1. Plantly things, like potted plants, unvarnished wood, natural wicker, or even some branches or wildflowers in a mason jar. Plants are the lungs of a room and enable it to breathe.

2. Pictures. Despite (or perhaps because of) having hundreds of drawings and paintings piled up in my home, I haven’t hung pictures on my walls in the longest time, but this is a big mistake! If windows are the eyes of a home, then pictures are a home’s imagination and it’s ability to dream.

3. Soft things, like blankets, pillows, towels, rugs, curtains, or even stuffed animals. These are a home’s soft arms that give you a much needed squeeze at the end of the day.

4. Hard, natural textures, like stone, brick, terra cotta, tile, and even porcelain and glass. These are the bones of a home. Have you ever noticed how bony people make it easily through the lean times and don’t lose their integrity during the fast times? Well, it is the same with homes.

5. Memories, if you are lucky enough to have any good ones. These can be any objects that connect you to happy times in the past, or meaningful relationships you have known. These are, of course, a home’s memory, and help to keep it warm and stable.

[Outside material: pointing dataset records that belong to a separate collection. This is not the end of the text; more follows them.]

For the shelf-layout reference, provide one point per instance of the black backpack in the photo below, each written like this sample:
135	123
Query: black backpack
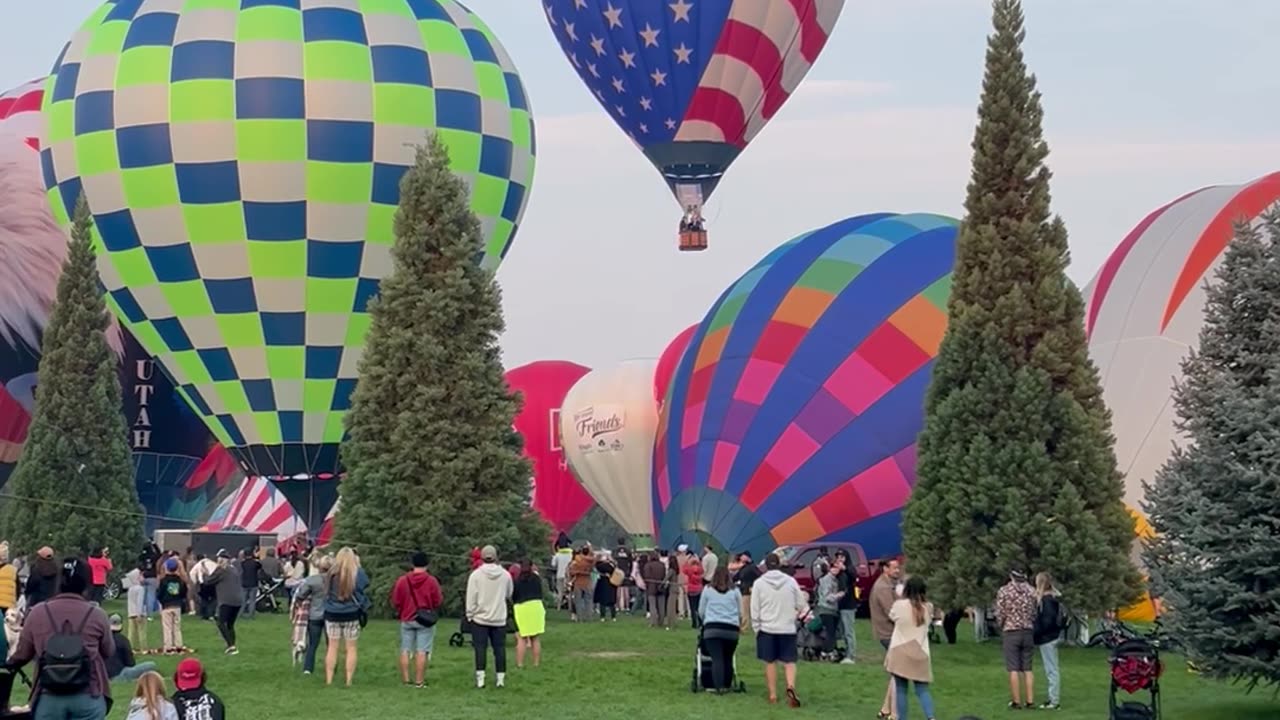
64	665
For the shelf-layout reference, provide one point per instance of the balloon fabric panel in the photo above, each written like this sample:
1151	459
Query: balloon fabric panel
242	164
792	417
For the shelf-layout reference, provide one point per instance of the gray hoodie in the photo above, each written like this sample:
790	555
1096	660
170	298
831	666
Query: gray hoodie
488	591
777	604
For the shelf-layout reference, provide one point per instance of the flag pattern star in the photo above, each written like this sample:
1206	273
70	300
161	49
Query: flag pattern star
693	71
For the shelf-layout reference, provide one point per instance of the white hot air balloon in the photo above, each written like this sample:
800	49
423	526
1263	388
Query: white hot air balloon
608	422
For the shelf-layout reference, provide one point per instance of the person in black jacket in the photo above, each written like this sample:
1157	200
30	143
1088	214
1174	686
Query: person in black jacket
1047	633
193	701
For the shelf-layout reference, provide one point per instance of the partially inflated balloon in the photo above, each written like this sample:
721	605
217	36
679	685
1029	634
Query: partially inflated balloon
242	162
558	497
794	413
668	361
607	424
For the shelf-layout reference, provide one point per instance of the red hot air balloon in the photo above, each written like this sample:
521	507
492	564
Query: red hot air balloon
557	493
667	363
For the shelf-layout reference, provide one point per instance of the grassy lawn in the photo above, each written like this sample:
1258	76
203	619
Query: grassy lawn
627	670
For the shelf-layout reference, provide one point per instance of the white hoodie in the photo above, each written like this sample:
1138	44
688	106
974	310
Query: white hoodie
777	604
488	591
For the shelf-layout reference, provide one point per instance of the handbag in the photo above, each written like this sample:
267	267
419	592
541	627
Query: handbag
421	615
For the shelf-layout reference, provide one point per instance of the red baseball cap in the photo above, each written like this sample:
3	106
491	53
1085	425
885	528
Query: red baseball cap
190	674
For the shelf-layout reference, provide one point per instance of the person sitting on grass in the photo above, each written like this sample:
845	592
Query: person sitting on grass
193	700
150	702
122	666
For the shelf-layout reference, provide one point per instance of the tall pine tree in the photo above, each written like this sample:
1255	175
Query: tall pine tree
1215	505
73	487
1016	466
433	461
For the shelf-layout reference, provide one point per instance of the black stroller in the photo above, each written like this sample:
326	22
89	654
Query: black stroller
703	677
1136	666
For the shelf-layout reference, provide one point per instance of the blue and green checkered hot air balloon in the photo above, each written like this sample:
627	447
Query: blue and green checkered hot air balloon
242	160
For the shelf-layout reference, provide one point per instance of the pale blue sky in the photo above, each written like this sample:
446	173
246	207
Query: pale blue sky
1144	100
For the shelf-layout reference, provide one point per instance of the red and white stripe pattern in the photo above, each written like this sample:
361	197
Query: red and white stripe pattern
19	113
256	506
763	53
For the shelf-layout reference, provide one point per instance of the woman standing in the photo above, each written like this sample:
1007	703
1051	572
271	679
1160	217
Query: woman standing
1048	633
720	609
530	609
908	659
344	605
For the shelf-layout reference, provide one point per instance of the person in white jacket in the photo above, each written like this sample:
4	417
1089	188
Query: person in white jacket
488	591
777	606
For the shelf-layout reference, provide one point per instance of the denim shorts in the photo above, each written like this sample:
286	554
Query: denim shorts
416	638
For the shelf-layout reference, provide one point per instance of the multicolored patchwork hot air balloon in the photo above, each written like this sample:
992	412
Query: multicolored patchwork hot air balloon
242	162
794	413
694	81
1146	308
557	496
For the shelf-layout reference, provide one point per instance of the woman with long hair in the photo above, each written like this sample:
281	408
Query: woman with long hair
720	611
529	602
1048	633
908	659
150	701
344	606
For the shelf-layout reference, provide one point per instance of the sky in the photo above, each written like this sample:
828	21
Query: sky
1144	100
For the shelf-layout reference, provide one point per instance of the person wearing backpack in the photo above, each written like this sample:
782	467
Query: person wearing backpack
69	638
417	598
1050	621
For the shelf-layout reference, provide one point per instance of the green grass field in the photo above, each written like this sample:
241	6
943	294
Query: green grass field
629	670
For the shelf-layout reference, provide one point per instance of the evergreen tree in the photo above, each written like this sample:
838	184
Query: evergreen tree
432	458
1215	505
1016	466
73	487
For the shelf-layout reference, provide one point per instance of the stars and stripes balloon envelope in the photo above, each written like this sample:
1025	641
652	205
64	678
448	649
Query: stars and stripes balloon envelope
242	162
794	413
694	81
1144	310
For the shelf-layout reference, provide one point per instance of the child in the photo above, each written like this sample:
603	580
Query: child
173	598
136	606
192	700
828	607
150	702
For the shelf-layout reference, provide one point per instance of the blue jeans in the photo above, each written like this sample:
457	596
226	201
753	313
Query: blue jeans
150	605
1048	655
69	707
132	674
922	693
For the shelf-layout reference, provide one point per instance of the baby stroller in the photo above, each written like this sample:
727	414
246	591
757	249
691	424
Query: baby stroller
8	679
1136	666
269	595
703	677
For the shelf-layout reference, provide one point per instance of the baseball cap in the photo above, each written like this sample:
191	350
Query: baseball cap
190	674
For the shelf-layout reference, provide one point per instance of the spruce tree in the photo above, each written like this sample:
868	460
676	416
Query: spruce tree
433	461
73	487
1016	466
1215	505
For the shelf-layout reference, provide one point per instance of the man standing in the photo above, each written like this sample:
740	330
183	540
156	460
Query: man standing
76	633
1015	610
883	593
488	591
777	605
416	591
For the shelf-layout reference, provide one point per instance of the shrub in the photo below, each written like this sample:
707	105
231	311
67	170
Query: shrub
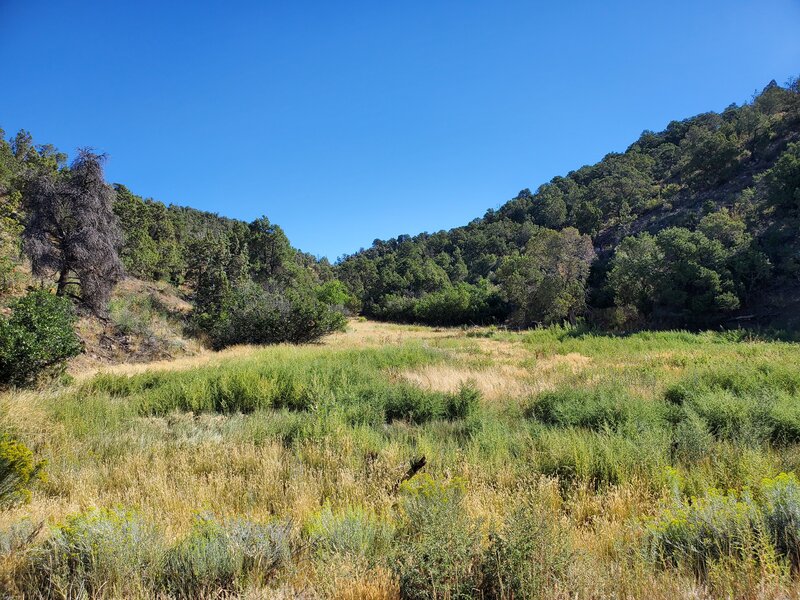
692	440
18	471
354	531
414	404
781	507
528	556
253	315
600	458
464	403
221	557
98	554
38	338
438	545
709	528
596	409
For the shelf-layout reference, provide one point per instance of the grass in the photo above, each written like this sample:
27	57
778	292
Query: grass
558	463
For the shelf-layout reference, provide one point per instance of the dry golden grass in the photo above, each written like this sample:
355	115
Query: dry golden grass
172	468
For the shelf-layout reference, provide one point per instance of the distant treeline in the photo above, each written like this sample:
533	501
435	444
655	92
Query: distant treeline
688	227
685	228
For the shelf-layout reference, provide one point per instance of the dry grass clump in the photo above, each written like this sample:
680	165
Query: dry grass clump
399	462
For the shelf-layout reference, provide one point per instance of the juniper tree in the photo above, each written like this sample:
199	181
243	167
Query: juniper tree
71	232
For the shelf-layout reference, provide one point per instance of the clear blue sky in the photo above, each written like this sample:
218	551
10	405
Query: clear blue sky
349	121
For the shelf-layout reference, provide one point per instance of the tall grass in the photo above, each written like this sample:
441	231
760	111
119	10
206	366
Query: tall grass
652	465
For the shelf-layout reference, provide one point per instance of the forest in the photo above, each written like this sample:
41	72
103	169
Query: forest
691	227
589	392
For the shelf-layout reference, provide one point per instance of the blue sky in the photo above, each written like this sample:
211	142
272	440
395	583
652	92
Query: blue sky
349	121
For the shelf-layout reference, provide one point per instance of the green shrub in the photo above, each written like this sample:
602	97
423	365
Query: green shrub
413	404
528	556
38	338
438	546
781	508
464	403
98	554
354	531
707	529
692	440
222	557
253	315
18	471
597	409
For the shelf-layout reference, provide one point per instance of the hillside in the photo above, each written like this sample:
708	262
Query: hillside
694	226
710	216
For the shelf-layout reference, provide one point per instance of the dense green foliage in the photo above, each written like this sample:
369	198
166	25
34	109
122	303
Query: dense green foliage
38	338
690	225
18	471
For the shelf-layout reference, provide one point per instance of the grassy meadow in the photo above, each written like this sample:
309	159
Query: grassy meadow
407	462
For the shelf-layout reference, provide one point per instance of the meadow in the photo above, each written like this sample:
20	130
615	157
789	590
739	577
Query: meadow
408	462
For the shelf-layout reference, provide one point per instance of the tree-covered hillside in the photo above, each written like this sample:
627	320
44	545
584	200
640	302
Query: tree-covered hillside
690	226
64	229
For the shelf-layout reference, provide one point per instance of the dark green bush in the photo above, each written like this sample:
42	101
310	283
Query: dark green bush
37	339
413	404
596	409
528	556
18	471
252	315
438	546
464	403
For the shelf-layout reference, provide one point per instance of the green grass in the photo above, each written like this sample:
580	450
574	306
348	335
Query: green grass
653	465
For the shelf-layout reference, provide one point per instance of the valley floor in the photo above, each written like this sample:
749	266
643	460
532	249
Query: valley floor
397	461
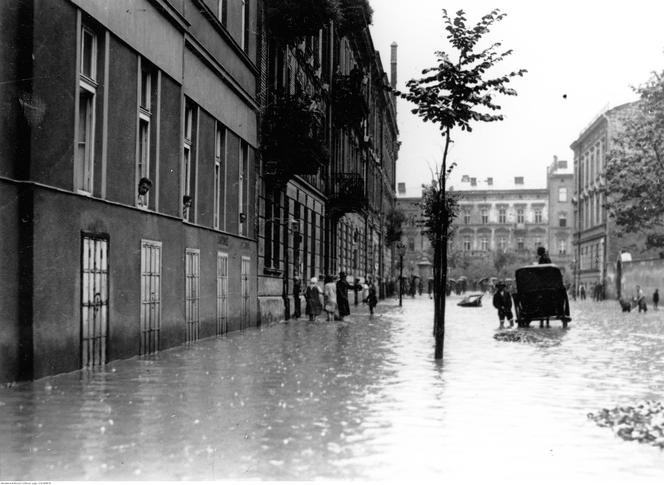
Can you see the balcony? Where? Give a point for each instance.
(348, 194)
(349, 101)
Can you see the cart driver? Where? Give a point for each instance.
(502, 300)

6. Gold. Touches of gold, perhaps unvarnished brass or gold leaf, are like a home’s halo. They connect a home to God the Father and remind us that good will eventually triumph.

7. Handmade items and crafts of all sorts are the hands of a home. They remind the home to engage in life fully and not be weighed down by perfectionism and inhibitions..

8. Food. Probably the most important facet of all, cooking and eating are truly the heart and life blood of a home. The fire, the bubbles, the clinks, the smells and the vapors. The forks and plates and crumbs. These are the things which, above all else, seem to bring a home to life.